ANGELA EAGLE: Quite right, we are extremely concerned that the CSR are pursuing an ideological obsession that the Chancellor has with cutting the state down to 36% of gross domestic product, the civil service back to where it was in the 1940s.  It will lead to one certainty, after he has finished on Wednesday there will be fewer nurses than we need, fewer teachers than we need and more importantly at this time of security, far fewer protections from the police on our streets than we need.  The weekend before George Osborne’s spending review you always get the smoke and mirrors of the things he wants you to remember and that’s why you’ve had some of the announcements today about security which I would welcome but actually let’s look at what he’s covering up – a £200 million cut to counter terrorism in the Met Force, is that wise?  We are 17,000 police officers down after the cuts of the last five years in our forces up and down the country, there are some dire warnings today which I think the Chancellor ought to heed about the consequences of some of those ideologically driven cuts, not only for the police but for other public services.  

DM: But you still haven’t addressed the question of how you’d do it.  The thought is, especially on the overall figures that you’re talking about now, the October borrowing figures were pretty awful and the feeling is that the target 69.5 billion for borrowing this year, that they could miss that by as much as £11 billion.  How could Labour, with all your spending commitments, how could you even get close to that?

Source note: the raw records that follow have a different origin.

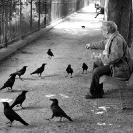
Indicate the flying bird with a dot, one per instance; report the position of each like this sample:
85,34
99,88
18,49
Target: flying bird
69,70
39,70
84,67
20,99
20,72
9,83
57,111
12,115
50,54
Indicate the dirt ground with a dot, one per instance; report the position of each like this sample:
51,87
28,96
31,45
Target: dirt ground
67,41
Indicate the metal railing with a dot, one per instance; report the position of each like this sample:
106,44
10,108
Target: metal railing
18,18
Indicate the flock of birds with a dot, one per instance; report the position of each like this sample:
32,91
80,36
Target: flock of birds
11,115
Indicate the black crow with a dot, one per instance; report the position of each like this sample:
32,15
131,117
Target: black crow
9,83
20,99
85,67
50,54
69,70
20,72
39,70
57,111
12,115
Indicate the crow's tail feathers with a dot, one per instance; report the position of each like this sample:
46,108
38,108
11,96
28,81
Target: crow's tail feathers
23,122
12,105
2,87
69,118
32,73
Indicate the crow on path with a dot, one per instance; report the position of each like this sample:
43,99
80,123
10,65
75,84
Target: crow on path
9,83
57,111
69,70
84,67
39,70
20,99
50,54
12,115
20,72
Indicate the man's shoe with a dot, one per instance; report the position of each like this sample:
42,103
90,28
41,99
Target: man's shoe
89,96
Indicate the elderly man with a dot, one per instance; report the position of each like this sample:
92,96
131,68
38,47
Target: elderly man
114,47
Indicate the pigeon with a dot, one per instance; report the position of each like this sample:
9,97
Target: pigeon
69,70
84,67
12,115
20,99
83,27
9,83
50,54
57,111
20,72
39,70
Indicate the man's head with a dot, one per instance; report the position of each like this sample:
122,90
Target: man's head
108,28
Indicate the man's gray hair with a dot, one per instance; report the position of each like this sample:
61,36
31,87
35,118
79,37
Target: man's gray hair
110,26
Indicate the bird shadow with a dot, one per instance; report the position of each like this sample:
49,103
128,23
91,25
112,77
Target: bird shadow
13,91
28,79
31,108
22,126
54,75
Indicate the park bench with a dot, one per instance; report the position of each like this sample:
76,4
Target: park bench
123,87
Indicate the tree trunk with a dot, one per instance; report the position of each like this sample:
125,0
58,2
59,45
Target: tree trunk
120,11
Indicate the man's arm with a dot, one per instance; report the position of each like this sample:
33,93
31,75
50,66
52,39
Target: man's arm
116,51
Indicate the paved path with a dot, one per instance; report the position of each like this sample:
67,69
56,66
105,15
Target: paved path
67,41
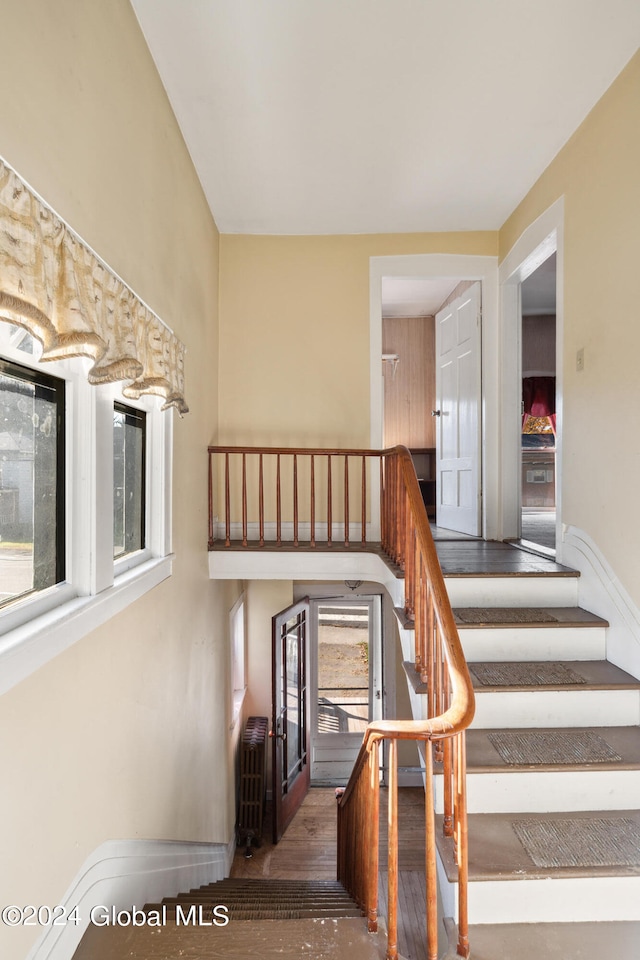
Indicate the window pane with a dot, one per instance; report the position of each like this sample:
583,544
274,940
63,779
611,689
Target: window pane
31,481
128,480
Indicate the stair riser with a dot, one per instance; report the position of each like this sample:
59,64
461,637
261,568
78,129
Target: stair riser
562,900
557,708
546,791
533,643
512,591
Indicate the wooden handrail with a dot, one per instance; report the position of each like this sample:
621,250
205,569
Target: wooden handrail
438,658
440,661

ANGELA EAGLE: Hang on, there are more ways to make sure that you get deficits down.  You can grow your way into surplus as well as cut your way into surplus.

DM: Yes but you can’t conjure it up in a month.

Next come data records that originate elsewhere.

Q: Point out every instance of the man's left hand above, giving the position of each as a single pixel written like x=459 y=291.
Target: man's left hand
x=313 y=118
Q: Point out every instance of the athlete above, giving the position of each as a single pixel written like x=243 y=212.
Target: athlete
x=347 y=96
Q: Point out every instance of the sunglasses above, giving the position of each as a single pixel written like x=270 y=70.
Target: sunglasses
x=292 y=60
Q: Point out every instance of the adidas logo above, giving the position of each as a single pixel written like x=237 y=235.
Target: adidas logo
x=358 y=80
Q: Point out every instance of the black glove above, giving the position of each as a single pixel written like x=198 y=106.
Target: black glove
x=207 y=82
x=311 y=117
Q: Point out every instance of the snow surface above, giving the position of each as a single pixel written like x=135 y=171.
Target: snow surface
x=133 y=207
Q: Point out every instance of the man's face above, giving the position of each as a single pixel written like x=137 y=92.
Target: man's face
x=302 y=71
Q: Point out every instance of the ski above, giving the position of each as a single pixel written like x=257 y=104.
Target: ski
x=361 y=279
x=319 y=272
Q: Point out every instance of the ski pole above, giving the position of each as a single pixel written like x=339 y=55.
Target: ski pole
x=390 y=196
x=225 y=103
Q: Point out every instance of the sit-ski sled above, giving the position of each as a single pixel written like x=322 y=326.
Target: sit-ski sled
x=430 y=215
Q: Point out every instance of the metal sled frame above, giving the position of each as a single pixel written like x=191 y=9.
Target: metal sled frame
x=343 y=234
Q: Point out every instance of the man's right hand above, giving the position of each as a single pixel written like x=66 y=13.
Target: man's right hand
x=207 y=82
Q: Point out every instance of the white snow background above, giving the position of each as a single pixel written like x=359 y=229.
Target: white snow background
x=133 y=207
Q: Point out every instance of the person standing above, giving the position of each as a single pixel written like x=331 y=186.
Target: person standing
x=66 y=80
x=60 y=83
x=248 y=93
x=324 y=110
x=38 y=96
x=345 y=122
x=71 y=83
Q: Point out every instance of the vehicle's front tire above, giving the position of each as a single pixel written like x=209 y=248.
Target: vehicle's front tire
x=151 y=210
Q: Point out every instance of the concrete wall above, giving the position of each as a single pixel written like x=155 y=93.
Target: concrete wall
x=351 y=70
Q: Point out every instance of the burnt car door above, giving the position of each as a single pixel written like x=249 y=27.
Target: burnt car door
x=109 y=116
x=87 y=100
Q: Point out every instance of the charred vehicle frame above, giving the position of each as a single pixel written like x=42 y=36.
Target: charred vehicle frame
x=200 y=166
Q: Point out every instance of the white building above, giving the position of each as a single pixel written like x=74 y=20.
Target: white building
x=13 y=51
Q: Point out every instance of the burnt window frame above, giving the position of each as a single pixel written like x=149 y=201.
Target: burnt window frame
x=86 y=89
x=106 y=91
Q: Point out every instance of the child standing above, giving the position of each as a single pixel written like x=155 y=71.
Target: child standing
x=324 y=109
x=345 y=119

ANGELA EAGLE: No, but when we have a look at what has happened with these cuts over the last five, nearly six years now, our deficit has gone up from 69% of GDP to 80.4% of GDP, it’s actually going in the opposite direction and it’s about time we had a debate in this country about growing our way out into surplus and about growing our way out of this deficit rather than these ideologically driven cuts that are just driving us into a cul-de-sac and creating a society where we don’t have enough access to justice without having to pay for it, where we’re not having police forces, where councils – my own local authority has been cut by 57%.  We are getting to a stage where we can’t look after our old people, there are people on trolleys in hospital corridors, the junior doctors are going on strike, there are going to be potential problems this winter with demand on the health service and all the Chancellor is talking about is cuts.  This is a pointless cul-de-sac.

DM: Well I hope to see you on Wednesday to expand on that.  

ANGELA EAGLE: Well I hope you’ll invite me on, I’ll come on, no problem.  

DM: Shadow Business Secretary, a pleasure having you here.  Thank you very much indeed, Angela Eagle there.